We are taught that light behaves both like a particle and like a wave. We think of the photon as the particle form of light. Question: When a photon hits your eye as you look at the sky, or directly at the sun (through a really dark glass), is that the same photon that left the sun? Or does light operate more like electricity? The electron that powers my desk computer is just the result of a series of bumping electrons that eventually push a local electron through my power supply.
The sun at dusk. Image credit: Oliver Herold, CC BY 3.0

The sun at dusk. Image credit: Oliver Herold, CC BY 3.0

Originally posted at Forbes!

It depends on what that photon has been through – and in this case I mean that literally. Let’s start with the simple case, which in this case means I’m going to temporarily put you in space with invincible eyeballs to stare at the sun. In this case, the photon of light has left the sun, and travelled through the vacuum of space, and hit your eyeball. The photon that hits your eye is the same as the photon that left the surface of the sun.  This is pretty straightforward, as there isn’t anything that could have interfered with the beam of light making it to your eyes.

Now, we can remove your eyeball invincibility, and give you back your dark glasses – welder’s glass is best for this sort of thing. Now the light has a bit of a barrier to make it through. The difference is not that the photons are pushing each other along like a current to make it through the dark glass, but that the vast majority of the photons don’t make it through the glass. That opacity is what makes it safe for you to view the sun this way; you’re not blasting your eyeballs with too much light. But the photons which do make it through should be the same as the ones that left the sun, something like eight minutes earlier. If I also put you back on the surface of the earth, there will be effectively no difference in how the photons behave. The atmosphere plays very little role in this story; by nature of us being able to see through it, it doesn’t affect visible light very much.

Glow in the dark bird figurine. Image credit: wikimedia user Lưu Ly, public domain.

Glow in the dark bird figurine. Image credit: wikimedia user Lưu Ly, public domain.

However, the constancy of photons from the sun doesn’t hold for all visible light photons that might make it to your eye. A photon of light can be absorbed by a material (say, dust, or a glow-in-the-dark dinosaur), and that material will temporarily gain the energy that had been held in the photon of light. That energy usually gets dumped back out again in the form of a new photon, and depending on the material that absorbed the light, that new photon can be in the visible.
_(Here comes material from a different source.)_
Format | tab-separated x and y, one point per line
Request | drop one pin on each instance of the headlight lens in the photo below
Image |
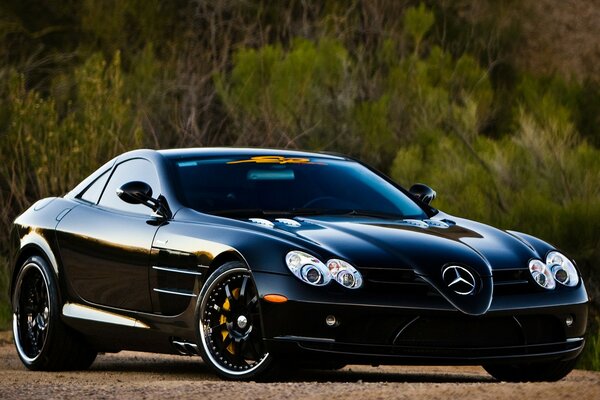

A glow-in-the-dark dinosaur, to stick with that example, absorbs ultraviolet light, and then radiates it back out in the visible over a period of time.

So if you’re looking up at the night sky or the daytime sky, those photons making it to your eye should be the exact same photons that left their respective stars. However, if you’re looking at something which is glowing under a blacklight, or a glow-in-the-dark toy, those photons are different from the ones that left the blacklight.